Copperfield wurde freigesprochen, hatte aber zuvor auf der Anklagebank verraten müssen, wie er Menschen mir nichts, dir nichts von einer Ecke der Bühne in eine andere „zauberte“. Welche Schmach für einen Magier. Heute steht der mittlerweile 62-Jährige immer noch jeden Abend im MGM Grand Hotel in Las Vegas auf der Bühne.
Las Vegas – der Ort, an dem Siegfried und Roy 1988 den bis dahin größten Millionen-Deal in der Geschichte der Kasinostadt ausgehandelt hatten. Dabei hatte man ihnen, wie Geburtstagskind Siegfried Fischbacher einmal verriet, einst geraten, ihre allzu deutschen Namen zu ändern, um Erfolg zu haben. Doch als die Magier ihre ersten weißen Tiger verschwinden ließen, war Millionen Zuschauern ihr Name völlig egal.
„Für mich haben Siegfried und Roy immer die beste Liveshow gehabt“, sagt auch Johannes Franciscus Catharinus Klok. Der holländische Magier, besser bekannt unter seinem Spitznamen Hans, hat Europa ebenfalls Richtung Las Vegas verlassen – auf der Suche nach „neuen Herausforderungen“, wie er selber sagt. Jan Rouven, den manche als neuen Houdini bezeichneten, musste die Stadt Richtung Colorado verlassen: Er sitzt wegen kinderpornografischer Fotos im Gefängnis und wird in den nächsten zwei Jahrzehnten wohl nicht freikommen.

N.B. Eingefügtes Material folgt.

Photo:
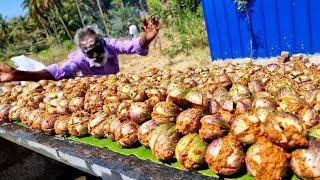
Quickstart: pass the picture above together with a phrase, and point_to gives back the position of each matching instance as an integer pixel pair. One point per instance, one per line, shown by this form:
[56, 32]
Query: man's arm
[32, 76]
[8, 73]
[139, 45]
[54, 72]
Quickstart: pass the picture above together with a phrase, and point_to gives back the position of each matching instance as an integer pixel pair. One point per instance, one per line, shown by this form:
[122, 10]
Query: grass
[134, 63]
[55, 54]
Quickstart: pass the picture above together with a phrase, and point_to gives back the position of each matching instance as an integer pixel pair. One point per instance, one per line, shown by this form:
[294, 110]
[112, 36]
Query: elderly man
[96, 55]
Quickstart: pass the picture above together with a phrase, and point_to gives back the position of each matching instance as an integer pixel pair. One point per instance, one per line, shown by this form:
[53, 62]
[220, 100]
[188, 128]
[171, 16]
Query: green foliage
[184, 21]
[55, 53]
[119, 19]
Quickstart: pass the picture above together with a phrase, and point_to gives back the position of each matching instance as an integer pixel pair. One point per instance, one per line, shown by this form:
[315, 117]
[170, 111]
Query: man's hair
[89, 30]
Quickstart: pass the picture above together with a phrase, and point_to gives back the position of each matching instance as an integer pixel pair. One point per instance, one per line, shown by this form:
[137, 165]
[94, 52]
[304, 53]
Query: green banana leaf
[141, 152]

Allgegenwärtig wie einst sind sie alle nicht mehr, die weltbekannten Magier. Platz für Magie ist in der Welt aber trotzdem. Doch diese Welt ist kleiner geworden, jedes Land hat heute seine eigenen Stars der Manege. Die umjubelten Ehrlich Brothers etwa füllen vor allem in Deutschland und den Nachbarländern die Hallen. Und der Ulmer Florian Zimmer, ab Herbst auf Deutschland-Tournee, will 2020 sein eigenes magisches Theater in Neu-Ulm bauen. Nach Zimmers Angaben wird es das größte seiner Art in Europa sein. Der 37-Jährige, der sich schon lebendig begraben ließ, sagt, es sei eine „sehr gute Zeit“für „junge, innovative Magier“. Aber lassen die sich noch von den alten Stars inspirieren oder ist deren Einfluss verpufft wie eine Partyrakete? Florian Zimmer sagt ganz klar: „Ich verdanke Siegfried und Roy meine Karriere.“Schon als Zehnjähriger habe er ihre Illusionen auswendig gekannt, immer wieder die VHS-Kassette mit ihrer Show aus dem Mirage in Las Vegas geschaut. Seitdem, so der Ulmer, habe sich eine Freundschaft entwickelt, schon mehrfach habe er die beiden in den USA getroffen. In Las Vegas, dem Mekka der Magie, in dem Siegfried und Roy bis heute leben.